Corporate executives in the US are growing increasingly nervous that the trade spat with China will dent their companies’ profits.

As second-quarter earnings season comes to a close, about half of the 102 companies that have mentioned Chinese growth trends on earnings calls did so in a negative context, which represents a steep rise from less than a third in the first quarter, according to a Bank of America Merrill Lynch analysis. About 70 per cent of the companies that mentioned tariffs specifically were negative, up from 50 per cent last quarter.

The fading sentiment comes as the world’s two largest economies prolong their stand-off over trade, denting investor confidence that US-listed companies exposed to China will be spared.

“With re-escalation of trade tensions, more companies have cited negative trends in China compared to last quarter,” said Savita Subramanian, equity and quant strategist at BofA in New York. “Negative mentions were concentrated in cyclical sectors, such as industrials, tech and materials.”
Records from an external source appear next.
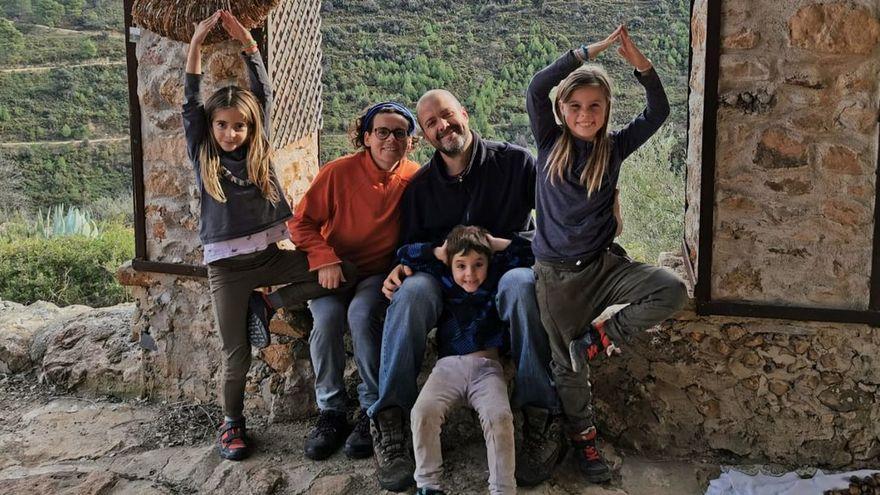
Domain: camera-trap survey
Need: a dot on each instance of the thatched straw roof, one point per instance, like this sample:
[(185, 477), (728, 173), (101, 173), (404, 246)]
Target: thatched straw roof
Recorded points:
[(174, 18)]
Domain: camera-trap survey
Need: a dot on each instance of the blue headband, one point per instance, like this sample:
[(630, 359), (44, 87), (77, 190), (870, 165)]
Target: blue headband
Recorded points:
[(395, 107)]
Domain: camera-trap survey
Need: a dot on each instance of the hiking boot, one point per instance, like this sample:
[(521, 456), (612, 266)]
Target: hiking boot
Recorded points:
[(327, 436), (542, 446), (258, 317), (232, 440), (589, 459), (359, 444), (582, 350), (395, 463)]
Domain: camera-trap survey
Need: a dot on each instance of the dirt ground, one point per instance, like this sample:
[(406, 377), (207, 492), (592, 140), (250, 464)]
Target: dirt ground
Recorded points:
[(51, 442)]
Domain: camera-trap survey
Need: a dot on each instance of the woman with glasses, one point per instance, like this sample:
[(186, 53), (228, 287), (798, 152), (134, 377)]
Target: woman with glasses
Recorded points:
[(350, 212)]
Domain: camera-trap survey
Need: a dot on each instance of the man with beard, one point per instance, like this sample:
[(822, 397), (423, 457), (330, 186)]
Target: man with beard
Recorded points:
[(469, 181)]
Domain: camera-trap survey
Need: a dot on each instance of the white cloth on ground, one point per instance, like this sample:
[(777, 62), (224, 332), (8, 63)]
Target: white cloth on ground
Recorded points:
[(736, 483)]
Markets have whipsawed on the shifting outlook for trade negotiations this year and sold off heavily this month after US president Donald Trump declared that America would impose a 10 per cent levy on a further $300bn of Chinese goods. The announcement contributed to the worst day of the year for US stocks, which lost 3 per cent on Monday last week.

The worsening outlook comes as US corporate profit growth has slowed. Second-quarter earnings per share are on pace to grow just 0.6 per cent from the same period a year ago, according to BofA. This figure means that the biggest listed companies have narrowly averted an “earnings recession” — defined as two consecutive quarters of shrinking earnings per share — after a mild dip in the first quarter.

The trade war is also weighing on corporate spending. Growth in capital expenditure has steadied at 3 per cent in the first and second quarters, according to BofA’s figures. That marks a steep drop from the 11 per cent rate seen at the same point last year, which was boosted in part by the effects of corporate tax cuts.

“With no trade truce in sight and macro data continuing to surprise to the downside, the uncertainty overhang may continue to impact business spending,” Ms Subramanian said.

Investors will be paying close attention to the drop in capex, which is used as a rough indication of future profits, said David Joy, chief market strategist for Ameriprise Financial in Boston.

“It’s hard to make meaningful decisions about capital spending if you don’t know where you should be making investments — that has had a huge impact on capital spending in the second quarter,” Mr Joy said.